A Form of Re-education

Scruton says that the fear of heresy is a foot in the country of Europe.  « A considerable system of semiofficial etiquette is emerging for the prohibition of free speech on points of reality which are seen as “dangerous”.  The threats are spreading so rapidly in society that there is no way to avoid them in daily life.  When words become crimes, and thoughts are judged as advocacy, a sort of malign prudence invades intellectual life.  They are controlling language, sacrificing style for a more “inclusive” syntax, they avoid speaking of sex, race, and religion.  Every phrase or idiom which contains a judgement on any category or class of persons can become, from one day to another, the object of reproach.  This political correctness is a soft form of condemnation with the same violence of a Salem witch trial ».  Like they did in Massachusetts in colonials times, as narrated in the Scarlet Letter.  « Whoevery is worried about all of those and wants to make some protest, has to battle against powerful forms of censure.  Whoever dissents from what is becoming the Neo-Orthodoxy of “gay-rights” is regularly accused of “homophobia”.  In the United States of America there are political action committees which examine the candidacy of politicians to determined whether they are “homophobes”, so to liquidate their candidacies from the get go, by means of the mere accusation.  Even in the selection of juries, one hears, “We will never accept the possibility that such a person can be part of the jury:  she is a Christian and a homophobe!”

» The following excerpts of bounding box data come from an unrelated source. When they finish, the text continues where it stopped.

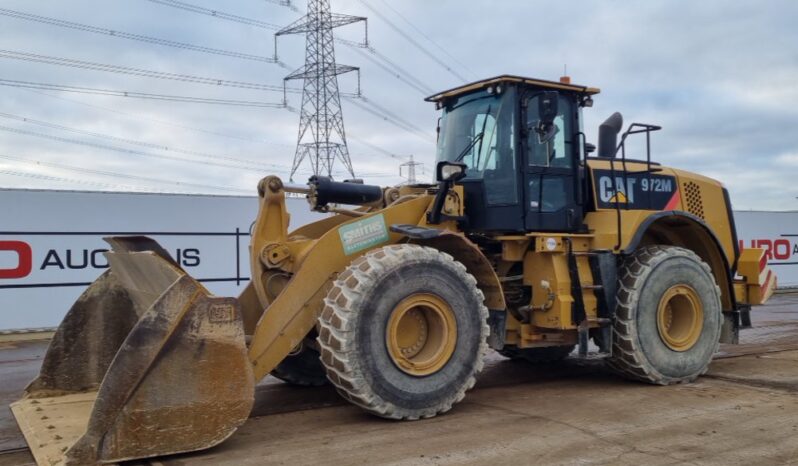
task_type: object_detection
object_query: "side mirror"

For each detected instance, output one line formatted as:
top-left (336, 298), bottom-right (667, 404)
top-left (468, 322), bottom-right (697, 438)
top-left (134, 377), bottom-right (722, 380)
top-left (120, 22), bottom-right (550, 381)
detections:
top-left (530, 91), bottom-right (560, 144)
top-left (436, 162), bottom-right (468, 183)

According to Scruton, all this is reminiscent of the ideological warfare which prevailed at the time of the Cold War:  « In those years it was considered necessary by some to create definitions to stigmatize the opposition with a visceral hatred so as to justify his expulsion from society:  there was “revisionist”, “deviazionist”, “teenage lefty”, “utopian socialist”, “social fascist”.  The success of these labels to marginalize and condemn the opposition reinforced the error spread by the Communists that by means of language you could change reality:  for example, you could invent the culture of a proletariat by using the word “prolekult”; you could unchain yourself from the failure of a free economy simply by shouting “the crisis of capitalism” every time the topic came up; you could combine the absolute power of the Communist Party with the free consent of the people by calling the Communist Government, a “centralized democracy”.  How easy it became to murder millions of innocents, considering that nothing bad was resulting, no, it was only the “liquidation of prisoners”!  How simple it was to shut people up for years in work camps until they got sick or died, when one only had to redefine them as “re-education camps”.  Now, there is a new secular bigotry which wants to criminalize the liberty of expression when it regards the topic of “homosexuality”.

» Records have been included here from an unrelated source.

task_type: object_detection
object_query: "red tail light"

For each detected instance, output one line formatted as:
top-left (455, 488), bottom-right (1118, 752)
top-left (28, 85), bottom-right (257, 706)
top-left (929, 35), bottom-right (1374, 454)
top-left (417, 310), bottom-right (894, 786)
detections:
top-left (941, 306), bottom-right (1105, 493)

Finally, Scruton says, it’s a battle between the “pragmatist” and the “rationalist”.  For the former, « there is no utility in the old ideologies of objectivity and universal truth, the only thing which matters is that “we” are in agreement.  Who is this “we”?  And upon what do we find ourselves in agreement?  “We” are for feminism, “we” are liberals, supporters of the movement for the “liberation of gays” and for an “open curriculum”; “we” do not believe in God or in any handed-down religion, and the old ideas of authority, order and self-discipline are for “us” immaterial.  “We” are the ones to decide the meaning of texts, by creating with our own words the consent which with they are weighed.  “We” have no bonds, except for those of the community to which we have chosen to belong, and since there is no objective truth, but only a self-generated consent, “our “position is unattackable from any point of view outside of “our” own.  The pragmatist can not only decide what to think, he can also protect against anyone thinking in a different way ».